If you’re a follower of Vodafone McLaren Mercedes on Twitter, you’ll be familiar with our resident Tweeter The Fifth Driver. From inside Mission Control in the MTC to rubbing shoulders with the pit crew in the race bays, The Fifth Driver provides the most insightful look into all that goes on in and around grand prix races via @McLarenF1. And what’s more, every Friday we ask The Fifth Driver on @McLarenF1 to take your questions for #SocialFriday. Here’s a few favourites so far...
Do the pit crew also follow a strict diet & training program?
Yes, the banning of refueling at the end of 2009 shone the spotlight on the physical preparedness of the pitcrew, who were now required to change four wheels in under three seconds.
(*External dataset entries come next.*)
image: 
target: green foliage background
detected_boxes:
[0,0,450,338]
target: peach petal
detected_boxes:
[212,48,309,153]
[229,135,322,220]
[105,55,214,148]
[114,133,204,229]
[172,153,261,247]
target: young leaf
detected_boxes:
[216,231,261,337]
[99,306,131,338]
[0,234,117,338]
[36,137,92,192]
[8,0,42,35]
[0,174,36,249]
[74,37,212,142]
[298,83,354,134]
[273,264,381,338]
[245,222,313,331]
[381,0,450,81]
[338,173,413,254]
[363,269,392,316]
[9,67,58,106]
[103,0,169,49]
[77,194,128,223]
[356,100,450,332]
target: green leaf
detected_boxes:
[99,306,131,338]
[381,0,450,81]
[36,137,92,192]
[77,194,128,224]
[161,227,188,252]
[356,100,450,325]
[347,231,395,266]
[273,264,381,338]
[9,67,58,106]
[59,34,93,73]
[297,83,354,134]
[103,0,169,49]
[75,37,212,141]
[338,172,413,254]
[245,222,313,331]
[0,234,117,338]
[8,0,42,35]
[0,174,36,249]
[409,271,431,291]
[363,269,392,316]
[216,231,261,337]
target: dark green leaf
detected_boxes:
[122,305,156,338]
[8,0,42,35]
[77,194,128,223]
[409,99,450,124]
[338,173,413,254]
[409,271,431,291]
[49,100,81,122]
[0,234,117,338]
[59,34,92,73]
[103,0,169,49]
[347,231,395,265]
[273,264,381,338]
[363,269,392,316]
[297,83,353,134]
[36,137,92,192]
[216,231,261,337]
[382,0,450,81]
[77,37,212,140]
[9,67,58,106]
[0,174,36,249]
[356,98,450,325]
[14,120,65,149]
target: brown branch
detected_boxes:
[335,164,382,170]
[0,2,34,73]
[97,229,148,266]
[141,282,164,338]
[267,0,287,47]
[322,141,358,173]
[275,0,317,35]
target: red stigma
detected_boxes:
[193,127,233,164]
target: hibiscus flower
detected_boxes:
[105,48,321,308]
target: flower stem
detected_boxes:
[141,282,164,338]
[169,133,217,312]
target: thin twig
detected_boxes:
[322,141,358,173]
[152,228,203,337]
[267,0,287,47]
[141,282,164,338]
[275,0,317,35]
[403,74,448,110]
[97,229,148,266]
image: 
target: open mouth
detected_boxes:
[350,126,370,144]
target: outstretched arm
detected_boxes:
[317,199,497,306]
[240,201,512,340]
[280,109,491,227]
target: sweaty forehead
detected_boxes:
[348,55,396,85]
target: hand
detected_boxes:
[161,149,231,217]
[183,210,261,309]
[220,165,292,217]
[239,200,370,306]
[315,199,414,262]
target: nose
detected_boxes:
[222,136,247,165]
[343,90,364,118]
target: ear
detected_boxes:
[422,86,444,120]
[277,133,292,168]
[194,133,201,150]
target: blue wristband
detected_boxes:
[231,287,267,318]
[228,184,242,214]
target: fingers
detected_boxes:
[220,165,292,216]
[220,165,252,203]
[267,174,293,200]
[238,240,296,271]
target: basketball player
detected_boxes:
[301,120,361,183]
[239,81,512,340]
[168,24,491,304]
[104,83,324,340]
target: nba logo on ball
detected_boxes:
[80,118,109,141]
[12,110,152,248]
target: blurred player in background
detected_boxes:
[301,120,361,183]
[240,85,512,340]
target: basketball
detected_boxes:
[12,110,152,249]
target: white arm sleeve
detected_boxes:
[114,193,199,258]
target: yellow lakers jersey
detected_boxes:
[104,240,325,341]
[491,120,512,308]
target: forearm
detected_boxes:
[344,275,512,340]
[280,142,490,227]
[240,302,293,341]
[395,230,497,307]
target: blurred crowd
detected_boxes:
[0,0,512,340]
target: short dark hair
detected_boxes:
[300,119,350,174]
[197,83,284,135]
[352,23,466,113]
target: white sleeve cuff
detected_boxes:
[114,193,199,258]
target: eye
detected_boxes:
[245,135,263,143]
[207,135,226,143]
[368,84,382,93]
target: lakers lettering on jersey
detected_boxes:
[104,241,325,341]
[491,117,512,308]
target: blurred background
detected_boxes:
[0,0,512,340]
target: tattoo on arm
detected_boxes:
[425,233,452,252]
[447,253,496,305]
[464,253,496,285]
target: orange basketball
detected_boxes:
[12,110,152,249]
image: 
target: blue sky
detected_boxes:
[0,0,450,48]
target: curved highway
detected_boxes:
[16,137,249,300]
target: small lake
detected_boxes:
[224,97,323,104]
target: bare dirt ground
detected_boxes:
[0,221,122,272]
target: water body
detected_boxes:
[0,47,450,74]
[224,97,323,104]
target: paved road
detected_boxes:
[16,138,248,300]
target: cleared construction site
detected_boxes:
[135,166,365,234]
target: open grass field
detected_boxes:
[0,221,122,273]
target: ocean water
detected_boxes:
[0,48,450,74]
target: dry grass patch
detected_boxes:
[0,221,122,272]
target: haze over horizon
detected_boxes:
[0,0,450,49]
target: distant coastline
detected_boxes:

We not only run regular fitness sessions for the crew, but also organise an annual week of training and assessment before the start of each season.
How many helmets will the drivers use over a race weekend?
Each driver has between two to three helmets available during a weekend. It’s always useful to switch helmets between sessions, so that they can be adequately cleaned, dried and prepared for the next day. An additional spare can be fitted with rain visors, too.
What gym schedule do the drivers follow – all-cardio or weights?
Most drivers agree that the best way to keep fit is to follow a fitness regime that they enjoy. For both our drivers, that means lots of outdoor work – running, cycling, swimming and hiking – with additional gym exercise thrown in to improve core stability and muscular strength.
How often do the pit crew practice a pitstop to keep them on form?
The crew not only practice pitstops back at the factory – refining and improving the technique during the winter months – they spend each day of a grand prix carrying out practice sessions. That can mean as many as 80 practice stops per weekend!
Do you take the same Brand Centre to each race?
Yes. The Brand Centre travels between all European races on a fleet of transporters and can be erected in three days by a crew of skilled riggers and technicians. It can be de-rigged and transported in under two days, making set-up between back-to-back races a real act of skill and efficiency.
Out of all the tracks, which would be the best to drive in the opposite direction?"
The fast, hilly tracks would probably offer the widest possible difference from the norm. In that case, Suzuka, Spa, Interlagos and Sepang would all be pretty interesting challenges.
What happens to old kit once it's been worn?
We have a very efficient clothing department. All team kit is returned to the factory between races where it’s laundered and returned to each member of the crew. Team members get refresher batches of shirts during the season, as well as new clothing whenever branding patches are changed.
How long does it actually take to set up a pit garage on a race weekend?"
About three days. The first members of crew arrive at the start of the week, level and paint the floor and start the building of the internal walls that mark out the separate areas within the garage. The cars arrive on Wednesday and the whole is completed by Thursday, the first day of a race weekend.
Is there anything in particular you focus on in practice – eg: handling rather than straightline speed?
Friday morning is usually spent assessing any new components and establishing a baseline set-up – which is initially derived from computer simulation. Friday afternoons are typically a tyre-comparison session. Saturday morning is a chance to assess any overnight changes and practice for qualifying. If it rains, though, that’s all thrown in the air!